Tears, Defiance As Mississippi's Last Abortion Clinic Learns Roe Has Fallen
The decision that sealed the Pink House's fate dropped shortly after 9 a.m. local time.
"They ruled against Roe. Abortion is now illegal!" a protester yelled outside Mississippi's only abortion clinic on Friday as word trickled out that the U.S. Supreme Court had overturned its landmark 1973 Roe v. Wade ruling.
Jackson Women's Health Organization, nicknamed the Pink House for its bubblegum-colored exterior, was thrust into the center of the country's legal battle over abortion rights after the high court agreed to hear Mississippi's challenge to Roe.
For months, the clinic's staff and volunteers had braced for a worst-case scenario. An end to federal protections for abortion would trigger Mississippi's abortion ban and shut down the clinic.
The staff learned on Friday that the clinic could remain open for 10 more days until the state's trigger law took effect.
A group of volunteer escorts in rainbow vests, some who have helped guard the clinic for nearly a decade, quickly got back to work trying to keep protestors from blocking the driveway as dozens of patients arrived for their appointments.
"'Stand there, hold your ground,'" Derenda Hancock, a lead clinic escort, said she told her group.
Tensions outside the clinic grew. The escorts blasted Tom Petty's "I Won't Back Down" on repeat, trying to drown out the protesters shouting through bullhorns. A police car circled the block. A girl wept as she tucked a bouquet of flowers into the clinic's fence.
Flustered patients leaving the clinic sped out of the parking lot, sometimes nearly hitting the protesters who shouted "love your little baby" and pressed religious literature up to their car windows.
David Lane, a pastor who has protested outside the Pink House for years, told a woman driving up to the clinic that she could not get an abortion. As the patient drove away, a clinic escort yelled at him for spreading false information.
"The reaction naturally is one of not elation, but gratitude," said Lane, 78, of the Supreme Court's ruling.
Once the Pink House closed, he said, he planned to start driving to North Carolina and Kansas to protest at clinics there.
Cindy Janecke, a 58-year-old disaster recovery worker from New Orleans, walked up to the clinic in tears. She and her husband had been driving through town on a road trip when she learned Roe was overturned, and she said she wanted to tell the staff how much she valued their work.
"It's a different day," clinic escort Kim Gibson said. "We can't let it be the last.

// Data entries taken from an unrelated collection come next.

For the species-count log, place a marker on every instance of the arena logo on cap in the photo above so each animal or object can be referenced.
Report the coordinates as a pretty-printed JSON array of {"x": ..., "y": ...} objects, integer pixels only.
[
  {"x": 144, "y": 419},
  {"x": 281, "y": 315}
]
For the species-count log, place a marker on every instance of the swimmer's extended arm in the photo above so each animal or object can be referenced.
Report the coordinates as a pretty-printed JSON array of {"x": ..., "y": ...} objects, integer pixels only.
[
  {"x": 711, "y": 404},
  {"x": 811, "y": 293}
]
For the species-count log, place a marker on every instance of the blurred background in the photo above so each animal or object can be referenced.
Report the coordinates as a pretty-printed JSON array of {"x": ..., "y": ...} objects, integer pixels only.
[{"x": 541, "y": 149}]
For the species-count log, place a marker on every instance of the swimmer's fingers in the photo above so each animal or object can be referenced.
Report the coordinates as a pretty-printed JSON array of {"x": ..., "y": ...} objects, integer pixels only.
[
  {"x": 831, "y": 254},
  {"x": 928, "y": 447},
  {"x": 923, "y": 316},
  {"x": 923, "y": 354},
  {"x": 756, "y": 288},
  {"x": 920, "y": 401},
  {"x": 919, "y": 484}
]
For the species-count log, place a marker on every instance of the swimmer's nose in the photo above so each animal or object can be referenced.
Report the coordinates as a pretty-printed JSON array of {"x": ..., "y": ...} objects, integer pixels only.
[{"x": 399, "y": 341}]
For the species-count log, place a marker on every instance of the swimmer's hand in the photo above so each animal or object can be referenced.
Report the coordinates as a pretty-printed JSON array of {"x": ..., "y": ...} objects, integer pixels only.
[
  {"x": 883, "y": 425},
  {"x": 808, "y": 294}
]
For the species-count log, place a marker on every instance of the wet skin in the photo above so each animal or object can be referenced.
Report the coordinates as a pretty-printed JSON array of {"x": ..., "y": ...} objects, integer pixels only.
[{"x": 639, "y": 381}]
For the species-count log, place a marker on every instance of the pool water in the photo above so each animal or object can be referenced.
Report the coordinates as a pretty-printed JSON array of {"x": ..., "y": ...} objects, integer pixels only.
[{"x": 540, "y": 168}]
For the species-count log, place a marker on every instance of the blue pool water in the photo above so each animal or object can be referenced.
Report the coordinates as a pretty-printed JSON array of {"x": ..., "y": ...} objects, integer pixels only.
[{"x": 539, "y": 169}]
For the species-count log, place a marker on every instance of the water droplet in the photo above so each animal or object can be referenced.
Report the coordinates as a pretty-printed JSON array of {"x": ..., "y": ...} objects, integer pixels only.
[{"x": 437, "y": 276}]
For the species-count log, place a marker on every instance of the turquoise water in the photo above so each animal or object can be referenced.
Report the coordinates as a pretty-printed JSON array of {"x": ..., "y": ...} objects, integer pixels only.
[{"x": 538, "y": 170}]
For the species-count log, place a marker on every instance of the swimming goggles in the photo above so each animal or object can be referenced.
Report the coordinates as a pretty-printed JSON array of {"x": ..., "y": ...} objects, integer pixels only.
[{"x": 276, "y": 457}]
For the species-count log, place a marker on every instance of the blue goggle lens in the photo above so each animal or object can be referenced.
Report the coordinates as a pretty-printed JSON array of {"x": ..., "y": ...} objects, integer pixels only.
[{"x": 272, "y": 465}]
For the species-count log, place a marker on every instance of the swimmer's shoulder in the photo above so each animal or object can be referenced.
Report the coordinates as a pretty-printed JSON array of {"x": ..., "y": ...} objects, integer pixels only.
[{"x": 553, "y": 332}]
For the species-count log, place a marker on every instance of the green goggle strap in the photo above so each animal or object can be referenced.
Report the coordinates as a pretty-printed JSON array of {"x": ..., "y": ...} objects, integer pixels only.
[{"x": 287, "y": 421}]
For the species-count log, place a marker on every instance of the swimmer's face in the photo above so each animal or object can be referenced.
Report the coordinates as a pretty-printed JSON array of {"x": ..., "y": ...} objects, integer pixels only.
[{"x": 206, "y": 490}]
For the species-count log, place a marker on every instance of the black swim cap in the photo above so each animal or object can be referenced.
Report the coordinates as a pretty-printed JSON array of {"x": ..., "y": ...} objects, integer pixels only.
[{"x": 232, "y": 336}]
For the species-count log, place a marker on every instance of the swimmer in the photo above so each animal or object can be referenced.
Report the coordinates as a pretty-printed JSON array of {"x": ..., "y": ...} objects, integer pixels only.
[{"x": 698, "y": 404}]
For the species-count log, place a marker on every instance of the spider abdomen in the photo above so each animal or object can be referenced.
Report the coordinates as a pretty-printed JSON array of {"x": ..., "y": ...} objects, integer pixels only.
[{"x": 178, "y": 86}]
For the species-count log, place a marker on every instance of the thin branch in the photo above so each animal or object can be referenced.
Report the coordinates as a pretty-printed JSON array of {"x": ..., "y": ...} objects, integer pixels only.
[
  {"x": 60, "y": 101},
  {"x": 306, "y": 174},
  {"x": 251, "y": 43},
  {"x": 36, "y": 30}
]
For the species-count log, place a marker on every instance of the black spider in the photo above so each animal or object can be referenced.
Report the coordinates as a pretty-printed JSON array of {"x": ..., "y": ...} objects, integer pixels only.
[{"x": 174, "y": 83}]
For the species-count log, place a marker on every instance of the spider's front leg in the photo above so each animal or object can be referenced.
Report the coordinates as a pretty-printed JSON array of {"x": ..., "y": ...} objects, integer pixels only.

We've got to do something."
During a press conference Friday afternoon, the clinic's owner and director confirmed they are opening a new location in Las Cruces, New Mexico, which they have dubbed "Pink House West."
It should be ready for patients in the next few weeks, owner Diane Derzis said, and will be one of the closest abortion clinics to Mississippi once the Jackson location closes.
Shannon Brewer, the Pink House's executive director, was in New Mexico getting ready for the clinic opening when the Supreme Court ruled. Joining the press conference through Zoom, she choked up as she thanked the Jackson staff.
"We have been preparing, but nothing can really prepare you for the actual day that it comes down," Brewer said. "We're still here, we're still fighting, we're just fighting in a different place."